The double standards here are sickening. They are being masked with keywords like "crusade" and "clash of civilisations". At work globally, however, is not some conflict between "Christian" modernity and "obscurantist" Islam, but struggles within the same culture between secular-liberals and conservatives.
There is not one "Islamic" and one "Christian" but many varieties of each civilisation. "Clash of civilisations" tells us nothing about the real forces shaping the world, including economic competition, globalisation, clashing identities, or tensions between democracy and authoritarianism, between capitalism and human needs.
We in India must guard against four specific dangers.

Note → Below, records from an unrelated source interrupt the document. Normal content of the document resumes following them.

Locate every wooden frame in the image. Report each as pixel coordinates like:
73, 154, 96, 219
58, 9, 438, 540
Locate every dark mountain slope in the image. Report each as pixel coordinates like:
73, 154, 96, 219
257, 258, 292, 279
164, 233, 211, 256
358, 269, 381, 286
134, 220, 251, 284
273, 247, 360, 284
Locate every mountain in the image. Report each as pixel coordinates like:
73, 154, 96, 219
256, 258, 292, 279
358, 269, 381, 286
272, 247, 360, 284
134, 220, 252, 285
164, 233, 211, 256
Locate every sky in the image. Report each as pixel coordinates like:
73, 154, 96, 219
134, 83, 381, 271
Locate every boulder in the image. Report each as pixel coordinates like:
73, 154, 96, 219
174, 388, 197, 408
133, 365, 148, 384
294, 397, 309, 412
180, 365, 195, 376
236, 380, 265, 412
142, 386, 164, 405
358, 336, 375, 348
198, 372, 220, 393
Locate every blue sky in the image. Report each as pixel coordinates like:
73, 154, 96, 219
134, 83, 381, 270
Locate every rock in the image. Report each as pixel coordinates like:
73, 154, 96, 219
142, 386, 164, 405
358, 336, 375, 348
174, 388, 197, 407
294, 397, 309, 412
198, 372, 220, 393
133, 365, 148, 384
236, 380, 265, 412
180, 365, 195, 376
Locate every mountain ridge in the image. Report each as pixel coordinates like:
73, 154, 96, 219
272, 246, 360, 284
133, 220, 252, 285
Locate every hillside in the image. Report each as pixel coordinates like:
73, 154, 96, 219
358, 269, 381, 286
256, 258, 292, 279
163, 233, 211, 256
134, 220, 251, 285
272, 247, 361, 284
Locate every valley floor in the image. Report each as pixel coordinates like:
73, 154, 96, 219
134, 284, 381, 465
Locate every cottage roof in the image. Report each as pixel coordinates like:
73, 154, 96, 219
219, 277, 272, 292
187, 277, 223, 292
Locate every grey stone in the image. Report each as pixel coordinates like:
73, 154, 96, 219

First, the way "anti-terrorism" is orchestrated, it can only further vilify Muslims. Communalists are equating jehad (struggle) with terrorism. This must be firmly resisted.
A second danger is sharpened India-Pakistan rivalry. Parochial rulers of both are pushing narrow, self-serving, agendas about "cross-border terrorism" and Kashmir. Both India and Pakistan are vying to become America’s ‘frontline’ partners and telling each other to "lay off". Two months after Agra, they are again war-mongering.
A third danger is that Pakistan’s nuclear weapons will fall into the hands of fanatics-in an anti-Musharraf mutiny, or in anticipation of US intervention to cap Pakistan’s (and India’s) nuclear capability.
This underscores the colossal folly of South Asia’s nuclearisation. All those "experts" who told us that nuclear weapons would induce "responsible" conduct in South Asia have proved disgracefully wrong.
Finally, the present war climate will spur militarisation of society and life. There are strong pressures for draconian anti-"terrorist" laws. Mr Advani, a Sardar Patel parody, is already talking of a special Central category of crimes like terrorism. He has wrongly equated SIMI with bin Laden by banning it.
Calls for "order", discipline, and "unity" against the "terrorist challenge" must be resisted. There must be no more vengeance, no more victims.